Ingredients
- 20 jumbo pasta shells
- 1 cup ricotta cheese
- 1 cup shredded mozzarella cheese
- ½ cup grated Parmesan cheese
- 6 slices turkey bacon, cooked and chopped
- ½ cup chicken ham, diced
- 1 cup roasted vegetables (butternut squash, carrots, zucchini, or your choice)
- 2 cloves garlic, minced
- 1 teaspoon dried Italian herbs
- Salt and pepper, to taste
- 2 cups tomato sauce or marinara sauce
Instructions
- Preheat oven to 375°F (190°C). Lightly grease a 9×13-inch baking dish.
- Cook pasta shells according to package instructions until al dente. Drain and lay flat on a baking sheet to prevent sticking.
- In a medium bowl, combine ricotta, ½ cup mozzarella, Parmesan, turkey bacon, chicken ham, roasted vegetables, garlic, and Italian herbs. Mix until even and season with salt and pepper.
- Spoon filling into each pasta shell and place in the prepared baking dish.
- Pour tomato sauce evenly over the stuffed shells.
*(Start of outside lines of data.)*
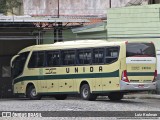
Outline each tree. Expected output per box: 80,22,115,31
0,0,22,14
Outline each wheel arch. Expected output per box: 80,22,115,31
79,80,90,93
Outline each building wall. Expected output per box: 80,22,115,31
107,4,160,50
23,0,148,16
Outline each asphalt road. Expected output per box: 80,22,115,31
0,98,160,120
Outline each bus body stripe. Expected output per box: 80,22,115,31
14,70,154,84
14,70,119,84
127,72,154,76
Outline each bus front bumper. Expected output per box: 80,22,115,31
120,80,156,91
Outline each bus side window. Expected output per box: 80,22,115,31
37,51,45,67
105,47,119,64
28,51,45,68
92,48,104,64
76,49,92,64
46,51,60,67
61,50,76,65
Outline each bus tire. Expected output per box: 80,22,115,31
27,85,41,100
80,84,97,101
54,94,67,100
108,93,123,101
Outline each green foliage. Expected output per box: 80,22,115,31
0,0,22,13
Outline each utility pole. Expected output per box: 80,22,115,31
58,0,59,18
109,0,112,8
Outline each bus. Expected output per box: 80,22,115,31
11,40,157,101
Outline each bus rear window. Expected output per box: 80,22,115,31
126,43,155,57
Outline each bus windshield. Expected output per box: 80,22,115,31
12,52,29,78
126,43,155,57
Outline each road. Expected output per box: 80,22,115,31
0,97,160,117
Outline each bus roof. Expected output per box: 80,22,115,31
19,40,148,53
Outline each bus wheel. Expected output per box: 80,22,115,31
108,93,123,101
27,85,41,100
80,84,97,101
54,95,67,100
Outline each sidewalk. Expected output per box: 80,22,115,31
124,94,160,99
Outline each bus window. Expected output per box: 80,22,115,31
46,51,60,67
77,49,92,64
126,43,155,57
92,48,104,64
12,52,29,78
105,47,119,64
61,50,76,65
28,51,45,68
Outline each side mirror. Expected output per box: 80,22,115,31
10,55,19,68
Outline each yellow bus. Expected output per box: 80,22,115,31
11,40,157,100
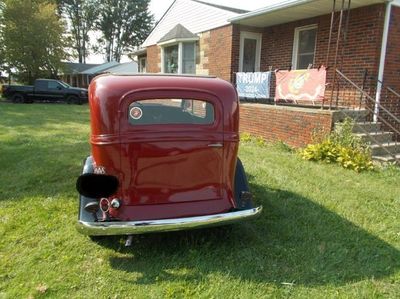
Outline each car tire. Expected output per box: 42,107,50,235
11,93,25,104
234,158,253,209
67,96,82,105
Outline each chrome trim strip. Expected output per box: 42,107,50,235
77,206,262,236
208,143,224,147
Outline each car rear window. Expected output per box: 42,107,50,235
128,99,215,125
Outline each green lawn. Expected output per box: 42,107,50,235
0,103,400,298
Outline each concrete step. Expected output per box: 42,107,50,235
353,122,382,133
372,154,400,165
370,142,400,156
354,131,393,144
333,109,368,123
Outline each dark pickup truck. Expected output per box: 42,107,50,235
2,79,88,104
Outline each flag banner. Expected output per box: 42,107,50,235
236,72,271,99
275,67,326,102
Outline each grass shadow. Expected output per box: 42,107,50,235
99,184,400,286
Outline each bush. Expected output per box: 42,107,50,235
300,118,374,172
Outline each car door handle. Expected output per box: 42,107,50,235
208,143,224,147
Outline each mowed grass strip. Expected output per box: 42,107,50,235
0,103,400,298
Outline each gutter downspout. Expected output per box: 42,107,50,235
374,0,392,122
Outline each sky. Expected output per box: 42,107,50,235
86,0,283,63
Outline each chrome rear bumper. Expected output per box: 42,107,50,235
77,206,262,236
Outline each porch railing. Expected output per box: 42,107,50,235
328,69,400,163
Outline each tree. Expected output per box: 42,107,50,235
0,0,5,77
1,0,67,83
58,0,98,63
96,0,153,62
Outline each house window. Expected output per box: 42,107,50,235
162,42,196,74
164,45,179,74
182,43,196,74
239,31,261,72
292,25,317,69
139,57,147,73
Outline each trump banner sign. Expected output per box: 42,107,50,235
236,72,271,99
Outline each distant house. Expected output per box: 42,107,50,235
60,61,138,88
134,0,400,156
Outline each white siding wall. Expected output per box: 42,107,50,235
142,0,239,47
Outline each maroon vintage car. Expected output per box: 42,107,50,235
77,75,261,236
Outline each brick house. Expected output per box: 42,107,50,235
134,0,400,154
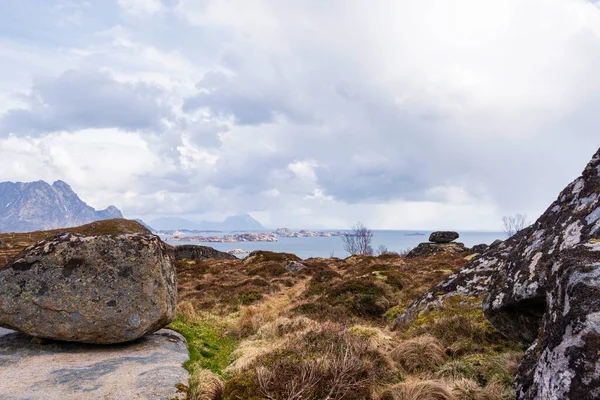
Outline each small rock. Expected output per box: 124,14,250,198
285,261,306,272
471,243,490,254
429,231,459,243
0,233,177,344
0,328,189,400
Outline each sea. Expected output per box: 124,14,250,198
161,230,506,259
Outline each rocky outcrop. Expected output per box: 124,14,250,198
0,233,177,343
0,181,123,232
0,328,188,400
396,150,600,399
429,231,459,243
471,243,490,254
406,242,468,258
173,244,237,261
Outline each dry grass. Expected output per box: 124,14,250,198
378,380,458,400
188,364,225,400
391,335,445,373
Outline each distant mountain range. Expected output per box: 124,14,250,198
0,181,123,232
150,214,266,231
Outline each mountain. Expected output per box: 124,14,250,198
133,219,154,232
0,181,123,232
150,214,266,231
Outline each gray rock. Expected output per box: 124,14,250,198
174,244,237,260
0,233,177,343
429,231,459,243
406,242,467,258
471,243,490,254
396,150,600,399
285,261,306,272
0,329,189,400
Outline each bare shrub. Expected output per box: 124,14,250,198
342,222,373,256
188,364,225,400
378,380,458,400
502,214,528,237
391,335,445,372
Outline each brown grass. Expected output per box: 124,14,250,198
188,365,225,400
378,380,458,400
391,335,445,372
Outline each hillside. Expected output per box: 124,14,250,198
0,218,149,268
0,181,123,232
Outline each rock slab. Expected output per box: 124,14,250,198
429,231,458,243
0,233,177,344
396,150,600,400
0,329,189,400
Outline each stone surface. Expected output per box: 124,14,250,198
471,243,490,254
173,244,237,260
0,329,188,400
0,233,177,343
429,231,459,243
406,242,467,258
396,150,600,399
285,261,306,272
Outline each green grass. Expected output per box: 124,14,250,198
169,316,239,375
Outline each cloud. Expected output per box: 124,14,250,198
0,70,171,135
0,0,600,229
117,0,163,17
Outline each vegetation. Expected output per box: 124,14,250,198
342,222,373,256
502,214,528,237
171,252,523,400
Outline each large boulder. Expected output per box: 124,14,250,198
396,150,600,399
0,233,177,343
0,328,189,400
429,231,459,243
173,244,237,261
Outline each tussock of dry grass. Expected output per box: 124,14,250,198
391,335,445,372
188,365,225,400
378,380,458,400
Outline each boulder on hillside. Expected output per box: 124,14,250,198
396,150,600,399
471,243,490,254
429,231,459,243
406,242,468,258
0,233,177,344
0,328,189,400
173,244,237,261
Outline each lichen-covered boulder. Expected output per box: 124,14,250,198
429,231,458,243
406,242,468,258
471,243,490,254
173,244,237,261
0,233,177,344
396,150,600,399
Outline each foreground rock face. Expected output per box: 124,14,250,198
429,231,459,243
174,244,237,260
396,151,600,399
0,233,177,343
0,328,188,400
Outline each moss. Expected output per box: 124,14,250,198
169,316,239,374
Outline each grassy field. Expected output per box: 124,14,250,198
171,252,523,400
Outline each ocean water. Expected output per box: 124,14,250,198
162,230,506,259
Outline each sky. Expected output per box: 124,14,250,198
0,0,600,231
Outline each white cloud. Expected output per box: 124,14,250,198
117,0,163,17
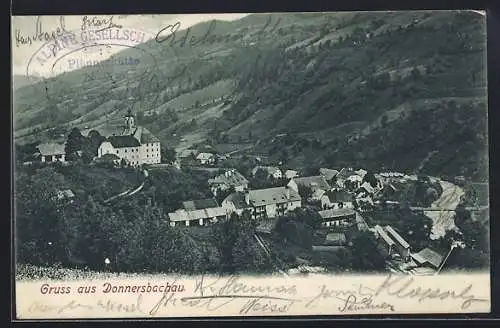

- Sprinkle remaining mozzarella over the top.
- Cover loosely with foil and bake for 20 minutes. Remove foil and bake an additional 10–15 minutes until cheese is golden and bubbly.
- Allow shells to rest for 5 minutes before serving.
Notes
Make ahead: Assemble a day in advance and refrigerate until ready to bake.
Freezer-friendly: Freeze unbaked shells in a foil-covered dish for up to 3 months.
Customization: Swap vegetables or cheeses as desired. Add fresh herbs before serving for extra flavor.
Prevent sticking: Lightly oil shells after boiling and place on a sheet pan before stuffing.